Some great trailer comps were produced in the VHS era – Mad Ron’s Prevues From Hell might be the best – but it was the DVD era when trailer compilations really began to get their due from the marketplace. The 42nd Street Forever series in particular really brought the concept to a new plateau, starting with an independent set assembled by Ban 1 Productions in 2004 and later moving to the Synapse label in 2007. Synapse has produced a half-dozen of these discs, refining the formula as they developed the line into the standard-bearer for trailer compilations – including the addition of trailer-by-trailer commentary on Volume 3 (perhaps the best of the DVD series).
Synapse has broken new ground for the series once again by bringing it to the high definition format with 42nd Street Forever: Blu-Ray Edition. The idea behind this collection was to collect the best material from volumes one and two, which were done before the advent of the trailer commentaries, and add in some new material to sweeten the deal. The end result packs in a whopping three hours and forty six minutes worth of vintage trailers – 89 spots in all – covering all the different flavors of the exploitation spectrum.

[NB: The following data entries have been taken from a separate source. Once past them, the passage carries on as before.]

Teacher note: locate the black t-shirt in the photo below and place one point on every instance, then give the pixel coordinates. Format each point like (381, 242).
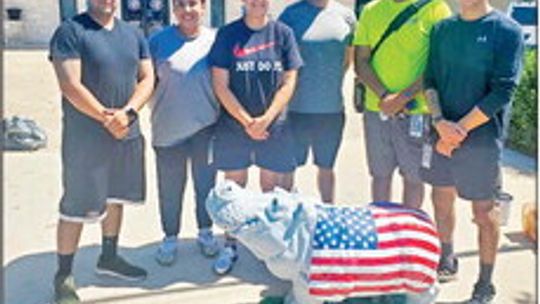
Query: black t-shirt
(256, 61)
(109, 66)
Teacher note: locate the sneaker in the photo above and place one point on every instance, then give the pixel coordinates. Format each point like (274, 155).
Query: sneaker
(208, 243)
(447, 270)
(482, 294)
(64, 290)
(225, 261)
(166, 253)
(120, 268)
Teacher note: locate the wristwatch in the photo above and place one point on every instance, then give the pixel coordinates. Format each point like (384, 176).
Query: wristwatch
(436, 119)
(132, 116)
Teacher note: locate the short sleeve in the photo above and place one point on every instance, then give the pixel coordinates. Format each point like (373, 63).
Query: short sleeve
(65, 43)
(439, 11)
(285, 16)
(361, 36)
(144, 50)
(219, 55)
(292, 59)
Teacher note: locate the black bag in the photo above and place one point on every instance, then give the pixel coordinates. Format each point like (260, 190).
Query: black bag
(359, 95)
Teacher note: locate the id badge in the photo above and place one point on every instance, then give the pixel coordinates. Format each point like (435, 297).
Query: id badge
(416, 126)
(427, 154)
(210, 155)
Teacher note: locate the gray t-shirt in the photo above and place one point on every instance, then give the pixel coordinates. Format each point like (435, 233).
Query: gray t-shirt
(183, 102)
(109, 68)
(323, 34)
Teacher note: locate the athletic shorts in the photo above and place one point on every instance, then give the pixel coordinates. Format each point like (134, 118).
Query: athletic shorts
(322, 133)
(235, 150)
(389, 145)
(98, 170)
(474, 168)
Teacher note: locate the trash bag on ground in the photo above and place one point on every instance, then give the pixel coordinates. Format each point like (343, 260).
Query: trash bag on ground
(21, 134)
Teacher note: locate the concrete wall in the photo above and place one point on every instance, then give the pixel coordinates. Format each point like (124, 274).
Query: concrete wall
(41, 17)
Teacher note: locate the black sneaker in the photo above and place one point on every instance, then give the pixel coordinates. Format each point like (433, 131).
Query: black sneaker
(447, 270)
(482, 294)
(120, 268)
(64, 290)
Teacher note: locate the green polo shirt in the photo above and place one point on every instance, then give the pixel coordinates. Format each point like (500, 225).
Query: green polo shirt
(402, 58)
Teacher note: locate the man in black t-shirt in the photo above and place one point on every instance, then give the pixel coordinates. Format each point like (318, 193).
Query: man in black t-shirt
(105, 75)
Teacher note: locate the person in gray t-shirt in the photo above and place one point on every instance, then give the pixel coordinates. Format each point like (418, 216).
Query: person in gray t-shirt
(105, 76)
(324, 30)
(184, 110)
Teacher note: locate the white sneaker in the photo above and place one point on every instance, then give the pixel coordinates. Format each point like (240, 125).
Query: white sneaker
(207, 242)
(225, 261)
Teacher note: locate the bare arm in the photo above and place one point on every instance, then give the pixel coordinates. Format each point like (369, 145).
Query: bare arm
(450, 133)
(144, 87)
(283, 95)
(68, 73)
(220, 82)
(473, 119)
(394, 103)
(349, 58)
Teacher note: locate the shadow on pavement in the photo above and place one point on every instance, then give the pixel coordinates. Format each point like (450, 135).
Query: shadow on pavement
(29, 278)
(522, 163)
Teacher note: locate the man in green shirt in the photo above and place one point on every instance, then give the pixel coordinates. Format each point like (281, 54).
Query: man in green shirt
(394, 121)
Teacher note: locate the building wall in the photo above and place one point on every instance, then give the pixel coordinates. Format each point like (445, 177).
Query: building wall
(40, 18)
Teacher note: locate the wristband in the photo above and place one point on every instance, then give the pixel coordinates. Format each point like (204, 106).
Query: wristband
(436, 119)
(132, 116)
(384, 94)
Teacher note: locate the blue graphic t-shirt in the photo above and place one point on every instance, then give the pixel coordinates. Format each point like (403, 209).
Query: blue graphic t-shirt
(256, 61)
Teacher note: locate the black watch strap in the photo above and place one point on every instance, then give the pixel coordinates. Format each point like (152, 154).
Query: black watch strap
(132, 116)
(436, 119)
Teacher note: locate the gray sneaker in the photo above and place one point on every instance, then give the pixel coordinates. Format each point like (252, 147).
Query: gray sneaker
(65, 290)
(119, 268)
(208, 243)
(225, 261)
(482, 294)
(167, 250)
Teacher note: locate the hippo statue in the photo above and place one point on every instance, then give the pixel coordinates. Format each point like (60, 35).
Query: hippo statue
(332, 253)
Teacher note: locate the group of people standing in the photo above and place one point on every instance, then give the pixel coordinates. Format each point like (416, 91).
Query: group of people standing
(265, 92)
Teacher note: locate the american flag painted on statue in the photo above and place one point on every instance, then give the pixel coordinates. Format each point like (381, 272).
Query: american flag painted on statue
(382, 249)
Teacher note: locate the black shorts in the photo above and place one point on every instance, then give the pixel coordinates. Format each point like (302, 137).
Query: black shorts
(474, 169)
(322, 133)
(98, 170)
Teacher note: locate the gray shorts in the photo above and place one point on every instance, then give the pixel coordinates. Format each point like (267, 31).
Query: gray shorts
(389, 146)
(474, 169)
(100, 170)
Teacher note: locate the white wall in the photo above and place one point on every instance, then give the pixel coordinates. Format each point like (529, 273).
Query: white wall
(41, 17)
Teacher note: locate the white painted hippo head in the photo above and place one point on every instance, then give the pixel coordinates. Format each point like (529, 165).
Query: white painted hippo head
(266, 223)
(331, 253)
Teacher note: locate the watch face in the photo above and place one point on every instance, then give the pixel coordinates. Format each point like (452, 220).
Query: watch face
(134, 5)
(156, 5)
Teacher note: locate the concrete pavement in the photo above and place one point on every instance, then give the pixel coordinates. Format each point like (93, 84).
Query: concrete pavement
(32, 190)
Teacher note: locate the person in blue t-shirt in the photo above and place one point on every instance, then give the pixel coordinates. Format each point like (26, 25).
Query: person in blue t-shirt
(324, 30)
(254, 68)
(473, 68)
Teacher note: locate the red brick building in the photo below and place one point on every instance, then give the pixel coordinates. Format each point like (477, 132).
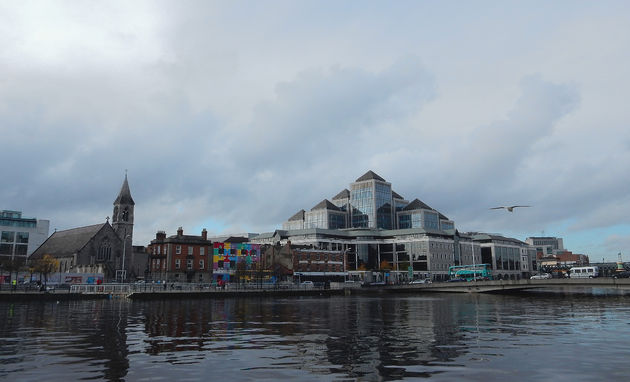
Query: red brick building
(180, 258)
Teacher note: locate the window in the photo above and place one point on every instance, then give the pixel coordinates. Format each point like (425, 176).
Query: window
(104, 251)
(20, 250)
(6, 249)
(8, 237)
(22, 238)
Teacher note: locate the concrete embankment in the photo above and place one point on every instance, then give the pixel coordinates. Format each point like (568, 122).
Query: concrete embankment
(236, 293)
(163, 295)
(38, 296)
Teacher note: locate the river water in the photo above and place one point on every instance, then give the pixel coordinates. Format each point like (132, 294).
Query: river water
(442, 337)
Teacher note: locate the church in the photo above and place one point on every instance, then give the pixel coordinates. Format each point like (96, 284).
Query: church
(100, 248)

Trailers come in themed batches – blaxploitation flicks, rape-revenge films, mondo movies, etc. – and cover everything from easily accessible kiddie fare like Super Fuzz to stomach-churning squirmfests like Shocking Asia. Thankfully, the themed nature of the trailer arrangement makes it easy for the viewer to skip past material they’ll find unappealing.

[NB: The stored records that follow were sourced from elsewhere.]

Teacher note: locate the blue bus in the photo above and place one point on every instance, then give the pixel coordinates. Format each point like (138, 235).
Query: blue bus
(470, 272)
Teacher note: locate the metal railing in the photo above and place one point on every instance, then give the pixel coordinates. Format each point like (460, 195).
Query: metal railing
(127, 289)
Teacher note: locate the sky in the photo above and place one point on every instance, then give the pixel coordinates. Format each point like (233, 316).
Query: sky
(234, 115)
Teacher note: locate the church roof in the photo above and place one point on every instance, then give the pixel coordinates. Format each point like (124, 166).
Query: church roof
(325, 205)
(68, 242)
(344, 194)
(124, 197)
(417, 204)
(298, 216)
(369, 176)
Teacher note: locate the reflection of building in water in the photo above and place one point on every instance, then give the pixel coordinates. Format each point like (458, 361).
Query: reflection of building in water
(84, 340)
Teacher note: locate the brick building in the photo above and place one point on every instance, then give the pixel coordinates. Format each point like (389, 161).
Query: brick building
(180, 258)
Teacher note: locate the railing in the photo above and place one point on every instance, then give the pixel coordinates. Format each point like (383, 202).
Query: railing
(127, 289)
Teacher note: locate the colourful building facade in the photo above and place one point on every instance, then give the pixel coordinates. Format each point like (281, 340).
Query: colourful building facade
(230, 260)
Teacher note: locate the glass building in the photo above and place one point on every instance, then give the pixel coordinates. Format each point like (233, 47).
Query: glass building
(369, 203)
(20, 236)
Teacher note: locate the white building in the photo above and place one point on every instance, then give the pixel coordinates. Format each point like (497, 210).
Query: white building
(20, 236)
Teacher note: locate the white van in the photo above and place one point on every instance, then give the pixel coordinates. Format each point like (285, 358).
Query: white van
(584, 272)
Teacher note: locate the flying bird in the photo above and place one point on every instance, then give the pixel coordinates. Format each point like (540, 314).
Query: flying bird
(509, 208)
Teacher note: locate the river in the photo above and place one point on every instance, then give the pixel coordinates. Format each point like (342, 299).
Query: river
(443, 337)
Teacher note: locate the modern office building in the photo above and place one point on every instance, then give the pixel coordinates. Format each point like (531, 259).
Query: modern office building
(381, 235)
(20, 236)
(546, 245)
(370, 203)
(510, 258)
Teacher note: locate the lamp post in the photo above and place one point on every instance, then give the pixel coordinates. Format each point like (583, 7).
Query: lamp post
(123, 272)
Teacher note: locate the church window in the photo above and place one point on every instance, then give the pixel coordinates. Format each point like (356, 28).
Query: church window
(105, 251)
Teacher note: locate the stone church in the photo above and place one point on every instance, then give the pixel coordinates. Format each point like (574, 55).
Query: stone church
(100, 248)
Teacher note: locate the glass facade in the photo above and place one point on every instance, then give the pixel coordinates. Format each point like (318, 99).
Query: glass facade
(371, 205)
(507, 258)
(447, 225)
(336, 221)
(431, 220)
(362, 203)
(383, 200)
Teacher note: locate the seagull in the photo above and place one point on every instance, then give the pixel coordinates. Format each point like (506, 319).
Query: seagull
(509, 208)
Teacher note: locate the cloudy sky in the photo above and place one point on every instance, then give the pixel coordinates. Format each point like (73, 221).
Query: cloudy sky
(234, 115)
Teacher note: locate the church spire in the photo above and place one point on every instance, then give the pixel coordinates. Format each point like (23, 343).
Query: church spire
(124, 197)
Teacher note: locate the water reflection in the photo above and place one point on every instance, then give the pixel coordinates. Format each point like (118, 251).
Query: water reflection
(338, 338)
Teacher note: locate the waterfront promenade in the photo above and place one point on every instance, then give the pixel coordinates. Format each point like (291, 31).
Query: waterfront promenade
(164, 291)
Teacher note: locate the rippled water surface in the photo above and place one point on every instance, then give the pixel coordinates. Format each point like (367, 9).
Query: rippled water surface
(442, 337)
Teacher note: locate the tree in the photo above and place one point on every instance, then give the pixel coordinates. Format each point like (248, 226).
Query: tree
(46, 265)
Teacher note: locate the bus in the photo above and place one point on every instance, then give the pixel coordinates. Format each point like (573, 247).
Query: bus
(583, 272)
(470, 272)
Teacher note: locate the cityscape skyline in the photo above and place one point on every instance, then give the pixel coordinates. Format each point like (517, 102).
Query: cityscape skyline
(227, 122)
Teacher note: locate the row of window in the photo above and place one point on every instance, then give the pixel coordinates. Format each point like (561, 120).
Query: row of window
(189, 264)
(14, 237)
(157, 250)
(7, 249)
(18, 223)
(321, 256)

The programming offers a nice, even mix of stuff that classic status with trailer aficionados along with some intriguing obscurities. Classic stuff here includes Ms. 45, Shogun Assassin, Dr. Butcher M.D., The Green Slime, Rolling Thunder, They Call Her One Eye and several more. In the obscurity category, some of the most choice inclusions are forgotten teen comedy Van Nuys Blvd., skin-crawling roughie sleazefest Invitation To Ruin, Italian sci-fi/action hybrid Raiders Of Atlantis and the trailer for Italian Stallion, the retitled version of Sylvester Stallone’s pre-Rocky softcore quickie.
The new material also turns up some gems for devoted fans of this series. For instance, there’s a great trailer for Eye Of The Cat, a thriller with a unique feline hook from the screenwriter of Psycho, and a fun spot for John Carpenter’s first film, Dark Star (which stars and was co-written by future Alien screenwriter Dan O’Bannon). Also, keep an eye peeled for Taboos Of The World, a mondo movie with narration from Vincent Price(!), rape-revenge shocker Act Of Vengeance and a nice, sleazy trailer for the all-star women in prison epic Chained Heat.

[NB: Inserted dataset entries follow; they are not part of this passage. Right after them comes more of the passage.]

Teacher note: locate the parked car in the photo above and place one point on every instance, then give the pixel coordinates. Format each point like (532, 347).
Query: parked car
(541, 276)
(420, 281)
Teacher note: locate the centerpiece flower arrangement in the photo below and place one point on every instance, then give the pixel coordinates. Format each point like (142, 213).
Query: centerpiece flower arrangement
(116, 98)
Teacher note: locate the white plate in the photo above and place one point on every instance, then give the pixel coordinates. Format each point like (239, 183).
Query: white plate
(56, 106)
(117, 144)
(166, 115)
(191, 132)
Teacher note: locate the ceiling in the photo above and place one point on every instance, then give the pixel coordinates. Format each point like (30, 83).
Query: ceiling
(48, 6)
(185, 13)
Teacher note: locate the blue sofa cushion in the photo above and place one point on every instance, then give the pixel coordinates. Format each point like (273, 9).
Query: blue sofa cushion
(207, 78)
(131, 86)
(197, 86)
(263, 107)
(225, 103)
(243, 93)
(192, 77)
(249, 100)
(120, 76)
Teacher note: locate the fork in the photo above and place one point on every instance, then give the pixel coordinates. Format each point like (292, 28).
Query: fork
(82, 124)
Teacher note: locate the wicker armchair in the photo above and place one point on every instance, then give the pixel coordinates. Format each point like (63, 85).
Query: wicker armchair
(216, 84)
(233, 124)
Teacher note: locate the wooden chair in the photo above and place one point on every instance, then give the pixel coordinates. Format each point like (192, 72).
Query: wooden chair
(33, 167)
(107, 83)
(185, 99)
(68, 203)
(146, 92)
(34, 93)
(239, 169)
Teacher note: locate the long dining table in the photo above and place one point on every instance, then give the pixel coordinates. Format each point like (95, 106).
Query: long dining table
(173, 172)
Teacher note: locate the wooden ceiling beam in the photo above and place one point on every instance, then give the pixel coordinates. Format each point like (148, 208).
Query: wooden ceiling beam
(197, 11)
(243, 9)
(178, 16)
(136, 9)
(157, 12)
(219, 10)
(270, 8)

Visual quality is excellent, particularly when you consider the rough-and-ready look common to trailer collections. There’s plenty of grain and scratches that reflect the vintage, no-negatives-available nature of this material, as well as the occasional faded spot, but the color and detail levels are surprisingly good here. Certain spots like Ms. 45, Star Crash and Matango really pop off the screen. Audio is 2.0 mono on these spots and they all sound nice given the nature of the source material. Besides, there’s a certain subversive pleasure in seeing exploitation trailers get upgraded to high definition.
There’s only one extra here but it’s a doozy: a commentary track for the entire program of trailers by Edwin Samuelson, Chris Poggiali and Michael Gingold. This is the same team that provided the commentary for volumes 3 and 4 of the DVD series and they make an excellent team. Each member of the team fills a vital role: Samuelson acts as M.C. of the track and keeps it rolling, Poggiali is the go-to man for facts on distribution and career history of filmmakers/actors and Gingold brings his decades of experience as a critic/journalist with Fangoria to flesh out the info, as well as goosing the track with the occasional lowbrow joke.
They trade comments back and forth with ease, ensuring there are only a few brief spots of dead air during the nearly four-hour running time, and all three do the occasional solo commentary bit on particular films, showing an impressive depth of research. The result delivers plenty of eye-opening facts even if you’re already a scholar about this stuff but it’s all delivered in a light, easy-going manner that makes it a fun listen.
Simply put, 42nd Street Forever: Blu-Ray Edition brings the series into the high-def realm in style, offering both a bump in visual quality and an array of valuable historical info via its commentary track. Even if you own Vols. 1 and 2 of the DVD series, this update is worth the purchase for that commentary track alone – and the joy of watching cheap thrills in high definition is a gift that will keep on giving for the schlock connoisseur.